Offloading jobs to Kubernetes #1902

pcm32 · 2016-03-10T13:37:21Z

Hi there,

We are interested in using Kubernetes to offload jobs to. This means that each job is executed within a docker container. For our use case, we should be able to rely on a shared filesystem, as we intend to run galaxy within kubernetes (as a pod). I was wondering how should I proceed? Should I just try to write a job runner? Or should I go through a more complex route with Pulsar/LWR? I understand that Pulsar/LWR is the option when there is no shared filesystem, but if there is, then I should refrain from using those.

Basically, with Kubernetes to send a job, you need to write a json or yaml file defining the job, where a crucial part is to define which container image will run it.

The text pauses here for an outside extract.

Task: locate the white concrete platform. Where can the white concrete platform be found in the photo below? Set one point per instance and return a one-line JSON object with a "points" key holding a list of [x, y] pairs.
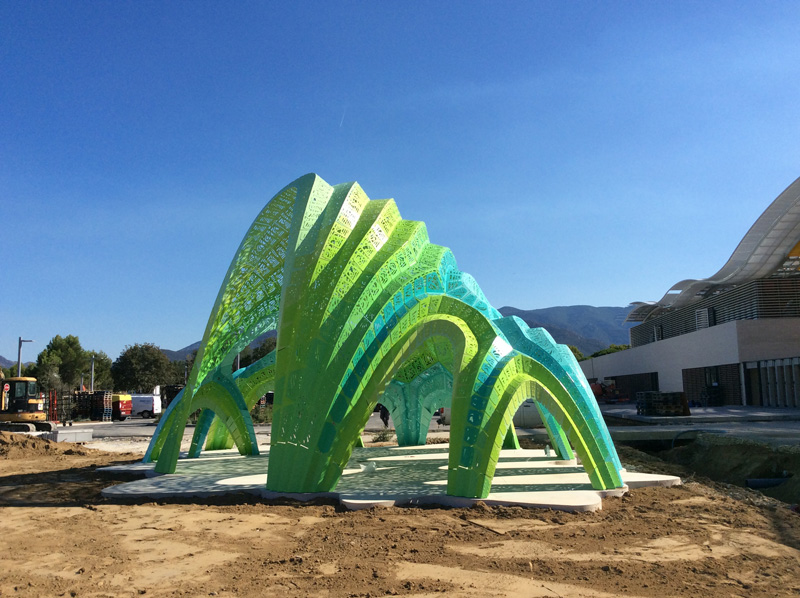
{"points": [[385, 476]]}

Different galaxy tools normally will use different docker images; we have many tools that we want to use containerized already. So here, within the galaxy use case, we need to provide a mapping from tools to docker images (that is, which tool is executed within which container). So I wonder how this tool-container mapping fits within the normal galaxy structure (were would you place something like this, considering that this might be dependent on the local kubernetes cluster you're using). It could well be fetched from a container in the cluster holding those definitions/mappings.

We currently have a proof of principle working, with an older galaxy version, but this entails modifying the galaxy tool's wrappers, which is of course a bad idea. It essentially interfaces with kubectl (the cli provided by Kubernetes) to send jobs and wait for completion/failure. But we want move to a more mainstream usage of galaxy.

I did look around for something like this, but couldn't find anything.

What would be the best way to proceed in terms of implementation? Write a job runner or something else? Thanks!

dannon · 2016-03-10T13:46:25Z

It's great to hear someone else is working on this, we're also very interested! Is the source hosted somewhere we could see the approach?

Does the current 'container' requirement tag (example: https://github.com/galaxyproject/galaxy/blob/dev/test/functional/tools/catDocker.xml#L4) convey enough information for a job runner to create the necessary config files?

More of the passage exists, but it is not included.